Stanford University: Carolyn Bertozzi, PhD, Ansuman Satpathy, MD, PhD, Irving Weissman, MD, Robbie Majzner, MD
University College London: Karen Page, DPhil, Karin Straathof, PhD, Marc-Olivier Coppens, PhD, Sergio Quezada, PhD, Kevin Litchfield, PhD
Children’s National Hospital: Conrad Russell Cruz, MD, PhD, Patrick Hanley, PhD, Amy Hont, MD, AeRang Kim MD, PhD, Holly Meany, MD, Anqing Zhang, PhD, Nitin Agrawal, PhD
The Children’s Hospital of Philadelphia: John Maris, MD, Mark Yarmarkovic, PhD, Nik Sgourakis, PhD, Patrick Grohar, MD, PhD
Cardiff University: Andrew Sewell, PhD
The Institute of Cancer Research: Terence Rabbitts, PhD
INSERM: Emmanuel Donnadieu, PhD
Cure rates for the majority of pediatric cancers improved incrementally in the later decades of the 20th century, based largely upon empiric adoptions of chemotherapeutics. However, progress has stalled for most pediatric solid malignancies over the last twenty years, with improvements achieved at the cost of significant treatment-related toxicity. While treatment for adult tumors have witnessed several new advances, as seen in immune checkpoint blockade and targeted small molecules, these are largely ineffective in pediatric cases and there remains an urgent need to develop new strategies to serve these patients.

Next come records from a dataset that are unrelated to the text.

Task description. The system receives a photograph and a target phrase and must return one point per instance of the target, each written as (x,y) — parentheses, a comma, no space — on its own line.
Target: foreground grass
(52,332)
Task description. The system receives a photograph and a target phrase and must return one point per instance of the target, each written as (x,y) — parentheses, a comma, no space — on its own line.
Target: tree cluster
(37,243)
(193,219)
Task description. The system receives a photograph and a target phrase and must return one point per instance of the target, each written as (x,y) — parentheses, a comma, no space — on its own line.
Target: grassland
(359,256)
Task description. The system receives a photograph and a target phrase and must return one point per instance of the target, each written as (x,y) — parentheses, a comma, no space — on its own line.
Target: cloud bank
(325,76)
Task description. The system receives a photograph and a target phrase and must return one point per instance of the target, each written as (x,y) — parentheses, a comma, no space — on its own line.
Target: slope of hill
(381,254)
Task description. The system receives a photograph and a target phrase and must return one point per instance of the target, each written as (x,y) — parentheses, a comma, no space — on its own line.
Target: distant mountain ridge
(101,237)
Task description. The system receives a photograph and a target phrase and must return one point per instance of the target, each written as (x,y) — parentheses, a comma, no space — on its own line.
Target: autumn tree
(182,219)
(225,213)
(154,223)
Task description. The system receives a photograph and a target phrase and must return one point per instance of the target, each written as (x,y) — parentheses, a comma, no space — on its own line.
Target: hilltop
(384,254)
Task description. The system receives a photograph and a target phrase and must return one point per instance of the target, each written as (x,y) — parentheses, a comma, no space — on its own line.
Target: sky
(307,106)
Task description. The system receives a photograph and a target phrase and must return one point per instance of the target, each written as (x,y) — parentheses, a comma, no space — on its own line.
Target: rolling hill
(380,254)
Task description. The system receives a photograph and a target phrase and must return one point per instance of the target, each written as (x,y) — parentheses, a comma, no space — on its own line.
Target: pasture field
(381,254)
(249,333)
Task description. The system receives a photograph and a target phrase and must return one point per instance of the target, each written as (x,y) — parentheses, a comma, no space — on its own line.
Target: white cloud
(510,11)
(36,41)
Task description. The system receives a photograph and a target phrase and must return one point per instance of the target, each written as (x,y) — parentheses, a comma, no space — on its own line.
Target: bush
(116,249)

One area which has seen remarkable success in both adult and pediatric cancer is engineered T-cell therapies. This therapeutic modality can achieve durable responses in refractory lymphoid cancers without long-term toxicity. However, expanding these treatments to solid tumors is formidable and has not seen similar success. In contrast to hematologic malignancies, solid cancers are challenging due to a lack of targets, tumor heterogeneity, and hostile tumor microenvironment (TME). These issues are compounded in pediatric tumors, which have a decreased mutational burden than adult tumors and have more limited preclinical models.
Now, the NexTGen team led by Martin Pule and Catherine Bollard will take these challenges head on. The team hypothesizes that by coupling of advanced cellular engineering along with progressive clinical development is the fastest route to developing effective T-cell therapies for pediatric solid tumors. This work will initially focus on pediatric sarcomas and brain tumors. Over the course of the project, they will combine detailed studies of primary tumors to discover new targets and understand how the TME subverts T-cell function utilizing state of the art mass spectroscopy and chip cytometry. Protein engineering methods will be employed to engineer CAR-T receptors to target tumor cells and modulate the TME, and relevant tumor models such as immune patient derived xenografts will expand the preclinical models for pediatric tumors.
Crucially, the data generated in these studies will inform the opening of three early phase clinical studies for the treatment of high-risk pediatric sarcomas and brain tumors. These clinical studies will help answer questions related to next generation T-cell therapy development that can only be answered in human studies and will inform the ongoing work in real time.
The vision of the NexTGen team is that CAR T-cell therapy for childhood solid childhood cancers will become frontline within a decade, improving cure rates and mitigating current standard of care toxicity. The innovative and disruptive approaches being used by the team is what is needed to make this a reality and achieve robust and durable treatment responses in this setting. By bringing together a critical mass of diverse researchers with a focus on bench-to-bedside and clinical development, this work will overcome current challenges and begin to realize the promise of expanding T-Cell therapies for all.